VALE PARA TODOS – Um conselho editorial não pode ser implantado por motivos políticos – para submeter as matérias ao crivo desse fórum – mas práticos. A cravada é, portanto, saber escolher os conselheiros. O cargo dignifica quem é convidado e o escolhido repassa o carisma do seu nome e a força do seu conhecimento ao veículo de comunicação que o convidou. Pode-se argumentar que o Conselho serve para uma revista importante ou um grande jornal, mas não para os pequenos. Aí reside o erro. A diferença entre um veículo importante e um pequeno é, primeiro, a credibilidade, e segundo, o detalhe que diferencia. Na concorrência de hoje, você ganha a parada por um nariz, um pescoço, um tufo de cabelo. Um Conselho Editorial servirá para amparar o pequeno jornal ou revista a virar-se com muito mais desenvoltura, a acertar mais, a destacar-se e a crescer. Mas não deixe esse poder na mão de pessoas incompetentes. Afaste os nocivos, escolha a nata, os nomes acima de todos, os melhores. Não tenha medo: convide o bam-bam-bam. Ele, surpreendentemente, vai gostar. Não aposte por baixo. Nivele por cima. Seja jornalista, seja herói.

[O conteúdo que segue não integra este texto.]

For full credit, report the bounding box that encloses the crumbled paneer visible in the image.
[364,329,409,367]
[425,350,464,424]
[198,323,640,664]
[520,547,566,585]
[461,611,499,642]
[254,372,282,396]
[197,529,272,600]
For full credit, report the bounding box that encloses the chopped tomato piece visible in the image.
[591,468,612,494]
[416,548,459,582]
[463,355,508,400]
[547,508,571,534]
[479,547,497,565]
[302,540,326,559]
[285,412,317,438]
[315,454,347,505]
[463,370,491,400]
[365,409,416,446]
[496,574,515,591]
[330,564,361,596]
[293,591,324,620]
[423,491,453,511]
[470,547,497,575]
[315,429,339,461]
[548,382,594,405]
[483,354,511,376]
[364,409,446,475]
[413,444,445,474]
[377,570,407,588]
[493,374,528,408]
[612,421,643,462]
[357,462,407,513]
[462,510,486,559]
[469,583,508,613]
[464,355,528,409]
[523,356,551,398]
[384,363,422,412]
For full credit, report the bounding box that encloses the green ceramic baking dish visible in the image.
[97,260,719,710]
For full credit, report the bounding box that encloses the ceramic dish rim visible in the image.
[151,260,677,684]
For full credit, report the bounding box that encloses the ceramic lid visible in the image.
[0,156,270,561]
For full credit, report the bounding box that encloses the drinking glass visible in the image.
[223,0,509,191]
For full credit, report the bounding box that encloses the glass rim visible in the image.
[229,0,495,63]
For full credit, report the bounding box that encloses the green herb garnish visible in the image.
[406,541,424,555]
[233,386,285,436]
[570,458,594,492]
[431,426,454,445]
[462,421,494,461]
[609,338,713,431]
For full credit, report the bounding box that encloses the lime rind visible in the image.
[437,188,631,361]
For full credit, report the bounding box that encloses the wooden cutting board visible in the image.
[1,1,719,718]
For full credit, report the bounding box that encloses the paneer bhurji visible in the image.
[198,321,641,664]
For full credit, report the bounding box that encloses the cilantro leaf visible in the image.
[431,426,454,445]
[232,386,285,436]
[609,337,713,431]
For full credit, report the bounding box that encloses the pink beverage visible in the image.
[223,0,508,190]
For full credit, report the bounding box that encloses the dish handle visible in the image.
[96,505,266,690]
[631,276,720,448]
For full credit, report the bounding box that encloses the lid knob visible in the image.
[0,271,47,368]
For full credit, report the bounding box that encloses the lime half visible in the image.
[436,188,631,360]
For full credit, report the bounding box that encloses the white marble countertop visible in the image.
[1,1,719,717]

RETORNO – Às vezes o espaço para comentários não carrega e não me perguntem por quê, mistérios dos servidores. Mas tenho recebido e-mails. Um da Larissa Grutes, estudante de jornalismo que conheço desde quando ela tinha 17 anos e que me escreveu antes de entrar na faculdade - está hoje na UFRJ. Larissa, que periodicamente me informa sobre seus estudos e trabalhos, é uma das pessoas responsáveis pelo Diário da Fonte, pois para ela comecei a desenvolver por escrito com mais freqüência o que eu só costumava dizer. Do portoalegrense Jorge Freitas, que agora vive no Rio, muitas revelações: “Fiz mestrado em Comunicação com Nilson Lage, na Eco/UFRJ, escrevendo sobre a entrevista; depois dei aulas na graduação, no início dos anos 90 e fui por muitos anos da Gazeta Mercantil, no Rio, onde trabalhei com grandes homens e jornalistas – como Riomar Trindade, Paulo Totti e José Antônio Severo. Quando cheguei no Rio, nos anos 80, trabalhei na falecida Última Hora, com Jeferson Barros, ilustríssima figura.”

24 de setembro de 2003

O PODER DA IMAGINAÇÃO


Os que sonham acordados mudam pelo menos as próprias vidas. Parece sub-literatura de auto-ajuda, mas não é. Projetar na mente a viabilização do seu trabalho no veículo ideal, com as pessoas que você admira, pode concretizar sua vontade quando você menos espera. São necessárias algumas posturas básicas: confiar no próprio taco, acreditar que a oportunidade vai chegar, preparar-se e exercer o otimismo como fonte de mudanças.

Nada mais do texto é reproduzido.